To remember Dmitry Rogozin, the “talented” head of the Soviet Russian space industry, who is famous for screwing up tweeting a lot, let’s see who is really dominating space now. And the infographic from the site Visual Capitalist will help us in this.

Since the beginning of the space age, humanity has sent about 11,000 man-made objects into near-space, that is, into various orbits around the Earth. It so happened that during the Cold War, more satellites were launched by the USSR and they were mainly of military purpose. As a result of this not very reliable and very limited in terms of functionality scrap metal, the USSR dominated both in terms of the number of space launches and the number of objects (albeit dead ones) in near-Earth space not only throughout the 1970s and 1980s, but also by inertia in the 1990s those and even 2000-2010.

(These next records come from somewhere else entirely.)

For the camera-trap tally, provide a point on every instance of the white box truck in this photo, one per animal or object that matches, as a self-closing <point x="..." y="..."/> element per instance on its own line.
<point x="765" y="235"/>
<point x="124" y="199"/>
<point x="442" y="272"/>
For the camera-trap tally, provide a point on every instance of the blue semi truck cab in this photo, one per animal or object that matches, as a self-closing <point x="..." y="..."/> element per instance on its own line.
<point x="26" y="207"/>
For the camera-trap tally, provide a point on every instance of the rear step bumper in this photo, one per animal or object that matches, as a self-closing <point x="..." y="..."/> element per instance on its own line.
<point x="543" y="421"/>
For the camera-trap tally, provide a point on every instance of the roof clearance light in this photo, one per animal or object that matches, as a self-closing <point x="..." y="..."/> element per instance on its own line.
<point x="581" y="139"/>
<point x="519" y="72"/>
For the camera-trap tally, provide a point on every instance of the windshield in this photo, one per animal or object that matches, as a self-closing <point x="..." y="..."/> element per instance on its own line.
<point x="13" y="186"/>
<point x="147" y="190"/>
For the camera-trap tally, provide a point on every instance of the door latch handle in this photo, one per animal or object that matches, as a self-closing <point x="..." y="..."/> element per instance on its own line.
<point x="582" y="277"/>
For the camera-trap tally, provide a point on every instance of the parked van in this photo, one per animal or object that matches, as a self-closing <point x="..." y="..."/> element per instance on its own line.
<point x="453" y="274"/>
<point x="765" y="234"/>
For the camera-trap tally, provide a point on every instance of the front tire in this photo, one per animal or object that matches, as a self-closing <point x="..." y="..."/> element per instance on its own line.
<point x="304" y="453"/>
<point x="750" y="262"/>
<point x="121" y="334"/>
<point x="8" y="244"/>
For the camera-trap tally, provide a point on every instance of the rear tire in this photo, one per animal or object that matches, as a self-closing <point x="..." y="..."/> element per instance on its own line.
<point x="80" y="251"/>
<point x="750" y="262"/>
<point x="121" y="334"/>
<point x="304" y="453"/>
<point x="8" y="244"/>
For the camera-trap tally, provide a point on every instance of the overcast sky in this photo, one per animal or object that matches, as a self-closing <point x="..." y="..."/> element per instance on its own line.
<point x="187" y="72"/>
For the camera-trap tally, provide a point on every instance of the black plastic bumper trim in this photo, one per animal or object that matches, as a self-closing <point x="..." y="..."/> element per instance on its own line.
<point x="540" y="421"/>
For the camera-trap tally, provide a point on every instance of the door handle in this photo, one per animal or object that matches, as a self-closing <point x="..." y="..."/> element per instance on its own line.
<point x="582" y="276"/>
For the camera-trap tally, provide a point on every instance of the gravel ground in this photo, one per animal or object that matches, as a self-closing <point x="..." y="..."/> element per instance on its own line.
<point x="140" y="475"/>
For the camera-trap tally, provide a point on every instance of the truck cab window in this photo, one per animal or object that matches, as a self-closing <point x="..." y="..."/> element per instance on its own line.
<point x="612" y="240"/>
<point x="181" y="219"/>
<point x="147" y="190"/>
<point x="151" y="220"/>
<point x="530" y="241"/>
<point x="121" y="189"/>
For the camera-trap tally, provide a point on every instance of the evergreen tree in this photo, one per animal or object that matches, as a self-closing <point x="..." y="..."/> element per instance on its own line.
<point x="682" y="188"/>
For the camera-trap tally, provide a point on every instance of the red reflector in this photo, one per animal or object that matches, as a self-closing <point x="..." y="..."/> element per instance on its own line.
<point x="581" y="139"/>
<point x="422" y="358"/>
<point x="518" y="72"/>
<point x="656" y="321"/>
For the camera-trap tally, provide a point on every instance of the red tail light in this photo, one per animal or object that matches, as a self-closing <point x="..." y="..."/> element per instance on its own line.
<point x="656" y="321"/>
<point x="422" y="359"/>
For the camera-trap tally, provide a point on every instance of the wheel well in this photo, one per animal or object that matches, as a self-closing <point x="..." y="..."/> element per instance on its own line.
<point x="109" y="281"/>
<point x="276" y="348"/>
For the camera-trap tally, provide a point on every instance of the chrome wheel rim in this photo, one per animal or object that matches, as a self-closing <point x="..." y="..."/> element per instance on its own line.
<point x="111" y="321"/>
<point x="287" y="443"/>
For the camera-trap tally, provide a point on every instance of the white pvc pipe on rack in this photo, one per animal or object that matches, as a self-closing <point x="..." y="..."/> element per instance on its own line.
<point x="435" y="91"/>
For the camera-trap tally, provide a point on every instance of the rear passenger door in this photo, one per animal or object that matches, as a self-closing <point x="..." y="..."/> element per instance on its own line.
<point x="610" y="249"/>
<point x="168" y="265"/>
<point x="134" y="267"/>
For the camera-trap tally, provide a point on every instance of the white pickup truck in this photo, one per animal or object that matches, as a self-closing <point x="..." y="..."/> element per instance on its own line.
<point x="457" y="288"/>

The situation changed in 2014. Firstly, Elon Musk’s reusable SpaceX Falcon 9 began regular flights, and secondly, it was then that Russia became toxic, so the number of customers for Russian rockets fell, and the generous sanctions began their slow but destructive effect on Russian space. In 2018, the “talented manager” and trampolinist Dmitry Rogozin joined the destruction of the Russian space industry. The number of launches of Russian rockets began to drop rapidly, while the Falcon 9 launched dozens of small satellites into orbit in one launch.

Space race 2.0: winners and losers (in memory of Rogozin)

As of the end of 2021, there are 4,852 operational satellites in Earth orbit, 2,944 of which, i.e. more than 60%, belong to the United States. Of the nearly 3,000 American satellites: 2,516 are commercial devices of various companies, 230 have a military purpose, 168 belong to the government, and another 30 belong to various public organizations.

If you count all the objects launched into space since 1957, then starting from 2019, the first place is occupied by the USA – 5,534 satellites, the second – the USSR/Russia – 3,611 objects. The third is China. Given China’s plans to deploy an array of 13,000 navigation and communications satellites by 2026, they will push Russia even lower very soon.

As for space debris, according to NASA report there are about 27,000 pieces tracked by the US Department of Defense’s Space Surveillance Network (SSN). It is clear that the Russians littered more than others in the near space, both with non-working old satellites and tests of space weapons.

Space race 2.0: winners and losers (in memory of Rogozin)

If for some reason you think that Russia can still fight back (no), then just look at statistics of space launches of the first half of 2022: USA – 45 launches (43 successful); China – 23 launches (22 successful); Russia – 10 launches (conditionally 10 successful, although in reality only 9). SpaceX alone has conducted 30 launches (all 30 successful), three times more than the “great space power”.

Moreover, Russia recently announced the withdrawal of almost the entire scientific space program, Russian space, or rather what is left of it, will serve only the military. Well, about this… Russia’s attempts to indirectly buy space images of the territory of Ukraine from Western companies indicate that the Russians are also doing very badly with surveillance satellites.

We do not know who will win the space race 2.0 – the USA or China, but we know for sure who has already lost – Russia. And if you think that with the resignation of Dmitry Rogozin, things will go better at Roscosmos… then we draw your attention to the fact that his successor, Yuri Borisov, in 2012-2018 held the position of Deputy Minister of Defense of the Russian Federation, and since 2018 replaced Rogozin in the case of embezzlement of the military industry of Russia. That is, all those “no analogues” Russian wunderwaffles that got lost on the way to the war are his merit.

Only decline and destruction awaits Russian Federation. We hope, like the entire Russian Federation.